Hypertensive patients have more hemodynamic instability during general anesthesia than do patients with NORMOTENSION. In this study, the investigators evaluated the usefulness of carotid ultrasound and inferior vena cervical ultrasound for predicting hypotension after induction of anesthesia in patients with hypertension.


Clinical Trial Description

Carotid and venous ultrasonography is performed in a comfortable state. Corrected blood flow after carotid ultrasound and carotid artery blood flow rate were measured.

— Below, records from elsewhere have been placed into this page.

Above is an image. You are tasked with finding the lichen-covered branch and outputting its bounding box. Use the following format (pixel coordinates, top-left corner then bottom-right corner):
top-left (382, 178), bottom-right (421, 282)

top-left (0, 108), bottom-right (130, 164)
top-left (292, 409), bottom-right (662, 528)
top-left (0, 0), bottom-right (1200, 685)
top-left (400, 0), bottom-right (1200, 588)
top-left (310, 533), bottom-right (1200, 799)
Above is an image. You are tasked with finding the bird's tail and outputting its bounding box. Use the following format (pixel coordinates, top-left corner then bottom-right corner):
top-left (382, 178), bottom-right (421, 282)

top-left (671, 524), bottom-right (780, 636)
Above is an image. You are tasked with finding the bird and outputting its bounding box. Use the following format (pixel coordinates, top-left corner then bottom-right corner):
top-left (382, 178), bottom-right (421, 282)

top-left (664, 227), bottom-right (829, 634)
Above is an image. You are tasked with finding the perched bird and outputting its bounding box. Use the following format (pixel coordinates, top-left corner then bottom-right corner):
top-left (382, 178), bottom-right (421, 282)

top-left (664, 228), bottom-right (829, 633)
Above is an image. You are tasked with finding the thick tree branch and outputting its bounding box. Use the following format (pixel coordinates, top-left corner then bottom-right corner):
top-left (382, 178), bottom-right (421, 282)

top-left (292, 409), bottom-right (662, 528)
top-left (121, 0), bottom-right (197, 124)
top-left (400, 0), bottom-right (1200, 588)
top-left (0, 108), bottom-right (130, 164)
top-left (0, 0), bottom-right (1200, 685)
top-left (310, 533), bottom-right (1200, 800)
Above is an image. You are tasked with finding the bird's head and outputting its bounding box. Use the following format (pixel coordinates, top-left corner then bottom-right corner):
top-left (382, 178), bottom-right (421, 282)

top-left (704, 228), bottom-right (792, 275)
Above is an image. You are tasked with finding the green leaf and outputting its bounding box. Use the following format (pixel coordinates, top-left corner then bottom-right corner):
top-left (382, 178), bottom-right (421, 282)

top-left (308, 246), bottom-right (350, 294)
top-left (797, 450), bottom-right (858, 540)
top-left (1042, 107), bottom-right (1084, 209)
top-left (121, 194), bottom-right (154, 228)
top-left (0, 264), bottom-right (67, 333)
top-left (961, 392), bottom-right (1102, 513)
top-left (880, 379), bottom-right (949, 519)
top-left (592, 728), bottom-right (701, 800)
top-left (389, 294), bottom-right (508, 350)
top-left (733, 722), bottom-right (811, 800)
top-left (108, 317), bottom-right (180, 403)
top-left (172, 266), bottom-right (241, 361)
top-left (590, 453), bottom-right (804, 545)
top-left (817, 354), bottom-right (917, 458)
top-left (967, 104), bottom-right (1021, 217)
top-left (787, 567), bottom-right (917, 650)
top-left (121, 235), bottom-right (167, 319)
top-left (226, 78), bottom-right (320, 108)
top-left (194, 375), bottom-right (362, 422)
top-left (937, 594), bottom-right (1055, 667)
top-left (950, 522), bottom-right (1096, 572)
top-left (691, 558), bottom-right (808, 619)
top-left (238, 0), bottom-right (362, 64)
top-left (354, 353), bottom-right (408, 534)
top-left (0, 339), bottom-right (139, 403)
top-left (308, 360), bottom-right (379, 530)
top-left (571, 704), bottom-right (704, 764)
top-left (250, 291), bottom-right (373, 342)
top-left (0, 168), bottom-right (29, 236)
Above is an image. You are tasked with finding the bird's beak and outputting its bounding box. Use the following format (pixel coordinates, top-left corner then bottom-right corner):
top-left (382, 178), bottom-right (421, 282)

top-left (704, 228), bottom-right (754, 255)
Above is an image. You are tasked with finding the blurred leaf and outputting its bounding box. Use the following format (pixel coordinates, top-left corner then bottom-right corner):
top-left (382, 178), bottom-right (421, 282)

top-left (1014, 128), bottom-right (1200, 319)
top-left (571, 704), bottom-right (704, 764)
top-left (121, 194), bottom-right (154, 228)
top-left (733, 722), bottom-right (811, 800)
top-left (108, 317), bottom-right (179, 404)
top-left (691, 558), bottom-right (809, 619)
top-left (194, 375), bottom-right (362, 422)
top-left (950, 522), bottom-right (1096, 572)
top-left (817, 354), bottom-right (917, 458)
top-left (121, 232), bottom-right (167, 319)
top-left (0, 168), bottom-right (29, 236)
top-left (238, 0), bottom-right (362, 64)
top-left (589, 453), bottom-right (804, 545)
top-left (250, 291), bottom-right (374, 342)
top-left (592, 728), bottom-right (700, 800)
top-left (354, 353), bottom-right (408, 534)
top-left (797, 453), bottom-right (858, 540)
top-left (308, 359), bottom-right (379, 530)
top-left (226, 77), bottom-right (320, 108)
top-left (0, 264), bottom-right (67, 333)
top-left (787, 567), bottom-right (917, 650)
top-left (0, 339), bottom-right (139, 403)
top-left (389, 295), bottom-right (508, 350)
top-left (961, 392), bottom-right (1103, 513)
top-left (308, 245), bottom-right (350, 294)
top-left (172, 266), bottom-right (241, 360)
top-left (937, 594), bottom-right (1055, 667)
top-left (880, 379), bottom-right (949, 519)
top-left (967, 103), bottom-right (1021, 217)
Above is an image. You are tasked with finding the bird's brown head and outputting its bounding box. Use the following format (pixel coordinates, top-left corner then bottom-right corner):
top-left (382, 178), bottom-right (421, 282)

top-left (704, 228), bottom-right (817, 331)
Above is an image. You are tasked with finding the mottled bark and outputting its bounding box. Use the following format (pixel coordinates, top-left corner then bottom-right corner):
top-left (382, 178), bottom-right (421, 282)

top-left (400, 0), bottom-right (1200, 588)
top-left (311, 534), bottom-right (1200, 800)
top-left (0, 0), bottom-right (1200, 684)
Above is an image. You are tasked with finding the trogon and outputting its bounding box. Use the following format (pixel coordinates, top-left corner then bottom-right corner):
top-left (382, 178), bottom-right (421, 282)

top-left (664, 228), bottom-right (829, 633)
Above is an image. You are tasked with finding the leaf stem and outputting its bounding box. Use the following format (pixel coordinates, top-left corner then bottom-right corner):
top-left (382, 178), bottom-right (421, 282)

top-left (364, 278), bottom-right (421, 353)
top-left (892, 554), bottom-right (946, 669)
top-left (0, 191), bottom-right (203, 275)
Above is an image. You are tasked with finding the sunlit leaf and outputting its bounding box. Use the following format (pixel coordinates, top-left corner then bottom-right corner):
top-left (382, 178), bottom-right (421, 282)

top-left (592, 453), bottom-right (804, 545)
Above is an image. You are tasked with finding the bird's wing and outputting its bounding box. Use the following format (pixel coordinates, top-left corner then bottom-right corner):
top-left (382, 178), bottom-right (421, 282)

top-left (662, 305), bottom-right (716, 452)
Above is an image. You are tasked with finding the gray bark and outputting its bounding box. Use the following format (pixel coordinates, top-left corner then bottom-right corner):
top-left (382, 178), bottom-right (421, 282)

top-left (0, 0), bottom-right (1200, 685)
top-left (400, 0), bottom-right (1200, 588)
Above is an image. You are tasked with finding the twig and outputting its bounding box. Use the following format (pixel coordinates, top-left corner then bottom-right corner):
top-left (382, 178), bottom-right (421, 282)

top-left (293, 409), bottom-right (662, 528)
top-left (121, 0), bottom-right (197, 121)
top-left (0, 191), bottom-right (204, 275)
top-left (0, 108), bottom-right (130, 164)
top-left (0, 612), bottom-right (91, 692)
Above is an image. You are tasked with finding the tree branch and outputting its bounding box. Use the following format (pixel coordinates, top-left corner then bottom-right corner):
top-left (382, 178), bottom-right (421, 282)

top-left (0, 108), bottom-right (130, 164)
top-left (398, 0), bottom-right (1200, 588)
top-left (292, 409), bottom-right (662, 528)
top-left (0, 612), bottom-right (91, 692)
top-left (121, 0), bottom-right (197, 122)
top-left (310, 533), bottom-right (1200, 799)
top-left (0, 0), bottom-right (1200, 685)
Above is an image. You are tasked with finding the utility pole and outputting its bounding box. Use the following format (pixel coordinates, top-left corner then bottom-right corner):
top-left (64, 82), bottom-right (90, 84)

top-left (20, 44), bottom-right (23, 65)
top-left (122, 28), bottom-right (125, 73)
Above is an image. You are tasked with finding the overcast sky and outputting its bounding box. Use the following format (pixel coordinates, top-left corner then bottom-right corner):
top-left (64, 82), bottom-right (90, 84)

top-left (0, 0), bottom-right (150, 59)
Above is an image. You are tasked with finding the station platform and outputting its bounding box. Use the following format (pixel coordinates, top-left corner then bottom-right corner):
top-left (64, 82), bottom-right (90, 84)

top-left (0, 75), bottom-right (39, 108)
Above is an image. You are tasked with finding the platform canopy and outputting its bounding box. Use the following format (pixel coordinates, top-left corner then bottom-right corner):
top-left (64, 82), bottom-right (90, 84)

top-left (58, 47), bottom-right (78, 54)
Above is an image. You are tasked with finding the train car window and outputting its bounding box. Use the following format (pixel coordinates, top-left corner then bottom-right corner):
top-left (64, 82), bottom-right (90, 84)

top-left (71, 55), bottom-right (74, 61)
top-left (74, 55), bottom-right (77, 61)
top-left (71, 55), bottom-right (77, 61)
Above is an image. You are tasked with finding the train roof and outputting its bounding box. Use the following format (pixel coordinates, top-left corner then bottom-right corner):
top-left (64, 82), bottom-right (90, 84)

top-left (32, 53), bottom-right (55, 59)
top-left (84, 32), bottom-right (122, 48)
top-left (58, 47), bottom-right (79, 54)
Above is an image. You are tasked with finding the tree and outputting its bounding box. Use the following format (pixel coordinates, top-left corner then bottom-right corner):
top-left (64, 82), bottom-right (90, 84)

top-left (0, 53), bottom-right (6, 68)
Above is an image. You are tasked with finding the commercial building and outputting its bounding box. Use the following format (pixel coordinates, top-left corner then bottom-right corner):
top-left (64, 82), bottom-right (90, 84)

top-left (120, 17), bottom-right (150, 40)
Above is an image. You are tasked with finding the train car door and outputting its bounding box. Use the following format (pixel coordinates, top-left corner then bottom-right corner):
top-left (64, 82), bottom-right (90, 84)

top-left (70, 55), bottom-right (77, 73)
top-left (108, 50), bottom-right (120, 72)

After inferior vena cava sonography, using the embedded software, the collapsibility Index by measuring the largest and smallest diameter during the respiratory cycle will be obtained.

After confirming baseline blood pressure and pulse rate, propofol 2 mg / kg is administered and remifentanil is maintained at 4.0 ng / mL using the Target Control System (TCI).

Following the administration of rocuronium 1.0-1.2 mg / kg, and 1 minute and 30 seconds after BIS 60 or less, endotracheal intubation is performed using video laryngoscope.

Blood pressure and heart rate are measured at prior to induction, 1 minute after the induction, immediately after intubation, and at 1, 3, 5, 7 and 10 minutes after intubation.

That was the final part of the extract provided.